Considering that contains and remove have the same complexity as add, all bearing a lookup operation, it might be better to use just if(set.add(el)) set.pollLast();, which might create a node that will be removed right afterwards, but bears only a single lookup operation and is much simpler than E tailEl = set.last(); Comparator<E> c = set.comparator(); if (c.compare(tailEl, el) <= 0) { return; } else { set.remove(tailEl); set.add(el); }…
M. Prokhorov almost 7 years

@Holger, what you suggest is entirely valid, assuming that we are OK replacing SortedSet with NavigableSet (in my example implementation we can, since TreeSet is-a NavigableSet anyway). I understand that my implementation might not be among the better approaches, and I even said that I only intend to give basic idea.
Holger almost 7 years

If you follow the usual pattern, you provide a factory method return a Collector<E,?,List<E>>, making the actual intermediate container type an implementation detail.
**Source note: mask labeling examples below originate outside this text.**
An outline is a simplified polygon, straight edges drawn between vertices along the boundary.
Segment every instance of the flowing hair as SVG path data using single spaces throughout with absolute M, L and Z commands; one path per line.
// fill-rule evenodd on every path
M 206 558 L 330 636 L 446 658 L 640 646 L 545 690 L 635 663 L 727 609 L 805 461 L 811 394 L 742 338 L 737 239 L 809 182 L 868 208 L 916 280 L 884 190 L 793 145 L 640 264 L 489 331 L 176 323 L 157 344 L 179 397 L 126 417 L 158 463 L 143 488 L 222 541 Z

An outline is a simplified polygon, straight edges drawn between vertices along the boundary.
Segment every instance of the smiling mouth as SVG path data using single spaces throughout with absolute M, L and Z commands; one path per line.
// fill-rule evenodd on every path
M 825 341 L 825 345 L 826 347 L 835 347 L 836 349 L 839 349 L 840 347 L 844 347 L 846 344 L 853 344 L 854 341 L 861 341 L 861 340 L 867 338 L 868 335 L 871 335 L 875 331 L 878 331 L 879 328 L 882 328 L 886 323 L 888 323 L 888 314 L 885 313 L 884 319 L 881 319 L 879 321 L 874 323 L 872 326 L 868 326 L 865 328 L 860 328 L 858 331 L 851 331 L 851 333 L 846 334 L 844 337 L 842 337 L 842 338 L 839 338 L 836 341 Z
Using methods like Collector.of in the factory method, you don’t even need to implement Collector.
M. Prokhorov almost 7 years

@Holger, Collector.of would require function factories for accumulator and combiner, that capture maxSize parameter, and pass it to extracted static methods with arity of 3 (current implementation works around by having captured a reference to this). While this approach is generally more preferred because it allows testing things separately, I feel this would be slightly too much code for such simple answer. Good points on design though.
Holger almost 7 years

Well, the accumulator could be simplified to a single lambda expression, (set,el) -> { if(set.add(el) && set.size()>maxSize) set.pollLast(); }, likewise the combiner (set1,set2) -> { if(set1.addAll(set2)) { while(set1.size()>maxSize) set1.pollLast(); } return set1; }, indeed, they are capturing maxSize.